The Language of Extremes

Either you have amazing children or you are probably going to hear this phrase at some point this summer:

“There is nothing to do!”

This phrase is closely related to statements such as these:
“I don’t have any good toys.”
“Why don’t we ever do anything fun.”
“We never get to go to McDonalds.”
“Erin always gets to go sleepover at her friend’s house.”

Children often speak in extremes. It is a simple way they can wrap their feelings into a strongly worded statement to get the attention of their parents.

As parents, it’s easy to feel a little defensive when we hear these statements. We reassure ourselves of how good we know our children really have it. We then think about the importance of getting our children to understand the reality of their situation.

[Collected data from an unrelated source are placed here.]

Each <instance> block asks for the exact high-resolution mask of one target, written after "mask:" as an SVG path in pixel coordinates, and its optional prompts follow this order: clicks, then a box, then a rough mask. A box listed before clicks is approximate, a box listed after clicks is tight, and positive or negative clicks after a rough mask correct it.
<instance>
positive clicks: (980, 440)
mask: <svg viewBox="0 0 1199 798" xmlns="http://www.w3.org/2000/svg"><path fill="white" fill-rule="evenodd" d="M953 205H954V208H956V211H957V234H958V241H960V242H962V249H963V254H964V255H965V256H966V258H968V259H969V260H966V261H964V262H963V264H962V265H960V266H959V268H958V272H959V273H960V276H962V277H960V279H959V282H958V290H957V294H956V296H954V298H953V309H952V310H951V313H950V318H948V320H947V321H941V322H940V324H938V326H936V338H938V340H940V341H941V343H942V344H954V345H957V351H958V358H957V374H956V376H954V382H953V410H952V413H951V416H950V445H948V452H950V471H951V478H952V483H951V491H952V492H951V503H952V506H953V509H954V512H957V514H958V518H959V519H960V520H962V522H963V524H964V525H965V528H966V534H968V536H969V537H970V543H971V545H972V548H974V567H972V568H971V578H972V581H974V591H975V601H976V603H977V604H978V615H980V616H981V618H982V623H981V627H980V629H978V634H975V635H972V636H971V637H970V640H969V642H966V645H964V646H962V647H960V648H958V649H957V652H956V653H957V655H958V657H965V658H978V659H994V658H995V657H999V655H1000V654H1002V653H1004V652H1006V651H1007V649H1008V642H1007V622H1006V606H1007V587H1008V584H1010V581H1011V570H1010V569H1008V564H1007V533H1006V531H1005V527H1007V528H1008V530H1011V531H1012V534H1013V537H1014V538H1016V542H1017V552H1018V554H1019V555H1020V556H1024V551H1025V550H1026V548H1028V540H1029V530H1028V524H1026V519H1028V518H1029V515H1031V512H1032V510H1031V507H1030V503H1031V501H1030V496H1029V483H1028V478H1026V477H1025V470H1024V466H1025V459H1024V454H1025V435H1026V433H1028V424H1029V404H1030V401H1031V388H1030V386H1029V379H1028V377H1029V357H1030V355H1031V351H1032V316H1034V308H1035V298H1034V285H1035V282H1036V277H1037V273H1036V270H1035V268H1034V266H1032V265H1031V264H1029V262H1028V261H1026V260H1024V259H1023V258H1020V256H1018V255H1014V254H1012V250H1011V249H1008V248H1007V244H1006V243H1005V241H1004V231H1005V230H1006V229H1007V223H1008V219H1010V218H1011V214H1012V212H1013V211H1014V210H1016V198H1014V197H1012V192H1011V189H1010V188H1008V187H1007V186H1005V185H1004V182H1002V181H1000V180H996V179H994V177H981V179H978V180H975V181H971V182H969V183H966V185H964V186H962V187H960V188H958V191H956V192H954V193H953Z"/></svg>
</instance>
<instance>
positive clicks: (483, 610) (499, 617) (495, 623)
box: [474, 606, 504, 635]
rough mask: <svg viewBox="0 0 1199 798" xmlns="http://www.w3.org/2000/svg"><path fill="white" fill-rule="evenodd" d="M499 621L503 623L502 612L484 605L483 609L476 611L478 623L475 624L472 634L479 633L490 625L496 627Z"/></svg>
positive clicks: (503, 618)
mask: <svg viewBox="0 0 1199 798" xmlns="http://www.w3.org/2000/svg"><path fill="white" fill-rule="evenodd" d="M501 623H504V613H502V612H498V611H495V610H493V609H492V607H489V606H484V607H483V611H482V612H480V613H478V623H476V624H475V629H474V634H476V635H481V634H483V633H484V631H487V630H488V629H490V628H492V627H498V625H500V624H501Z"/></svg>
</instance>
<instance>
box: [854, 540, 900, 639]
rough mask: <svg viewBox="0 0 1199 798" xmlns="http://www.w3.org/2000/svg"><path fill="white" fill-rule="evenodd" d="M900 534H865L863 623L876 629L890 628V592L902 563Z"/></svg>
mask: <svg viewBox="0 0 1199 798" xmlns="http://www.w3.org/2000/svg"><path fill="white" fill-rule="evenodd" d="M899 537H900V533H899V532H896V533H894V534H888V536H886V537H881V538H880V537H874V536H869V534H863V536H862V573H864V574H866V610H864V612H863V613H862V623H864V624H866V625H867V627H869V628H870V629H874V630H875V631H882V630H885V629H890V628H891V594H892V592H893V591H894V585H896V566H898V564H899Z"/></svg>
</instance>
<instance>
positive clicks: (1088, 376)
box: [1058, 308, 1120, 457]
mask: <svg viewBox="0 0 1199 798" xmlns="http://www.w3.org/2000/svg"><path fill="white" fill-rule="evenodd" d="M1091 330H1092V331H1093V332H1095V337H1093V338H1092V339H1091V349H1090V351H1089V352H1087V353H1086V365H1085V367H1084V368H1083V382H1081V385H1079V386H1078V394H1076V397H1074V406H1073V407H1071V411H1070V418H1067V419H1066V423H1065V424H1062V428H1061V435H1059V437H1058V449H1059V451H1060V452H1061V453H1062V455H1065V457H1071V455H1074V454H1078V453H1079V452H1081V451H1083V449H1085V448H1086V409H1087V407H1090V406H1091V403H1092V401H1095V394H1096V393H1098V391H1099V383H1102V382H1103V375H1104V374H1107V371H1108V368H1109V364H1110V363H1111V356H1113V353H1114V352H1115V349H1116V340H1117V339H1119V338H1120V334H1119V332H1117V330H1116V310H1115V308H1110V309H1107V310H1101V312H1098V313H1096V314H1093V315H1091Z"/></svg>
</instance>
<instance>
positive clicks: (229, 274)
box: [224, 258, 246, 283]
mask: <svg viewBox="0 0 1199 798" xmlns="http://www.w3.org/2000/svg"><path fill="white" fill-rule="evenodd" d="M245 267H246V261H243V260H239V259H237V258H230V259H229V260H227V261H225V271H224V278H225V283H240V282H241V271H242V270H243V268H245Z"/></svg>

We proceed to remind them of all the great toys they have, or all the fun things they could do, or that we were just at McDonalds last week.

When this happens, our children thank us for giving them a bigger perspective on their world and they promise not to complain again, but to be thankful daily for all the blessings they have. Right? Not my kids!

As parents who understand that children use extreme language to try to communicate what they are feeling, we need to think about what they are actually trying to communicate.

“There is nothing to do” is clearly a statement that the child does not know what to do. So a great response would be, “So you are really struggling this morning to find something fun to play with.” Then you could work together to come up with a list of possible activities that would hopefully lead to a solution to the dilemma.  My wife actually keeps a list that she made with the kids one day on the bulletin board for easy access when these “nothing to do” moments come up.

“Why don’t we ever do anything fun.” An easy c0meback is to rattle off all the fun things you’ve done in the past week, but the child isn’t really asking for a recap of their week. They are living in the now. You could respond with, “So you feel like we’ve been home a lot this week.  What could we plan together that would be fun for us to do?”  This doesn’t mean that you instantly leave on an outing with the child, but here is a chance to encourage creativity in at-home play or a future outing.

“We never get to go to McDonalds.” A good response would be, “Are you in the mood for some fries? That sounds great to me too! I would love to eat there everyday, but that definitely wouldn’t be too healthy. We’ll eat there again sometime.”

Eventually your child will learn other ways of communicating their feelings beyond using the language of extremes. Discussing what they are trying to say with these strong statements will be an important step in developing better communication skills.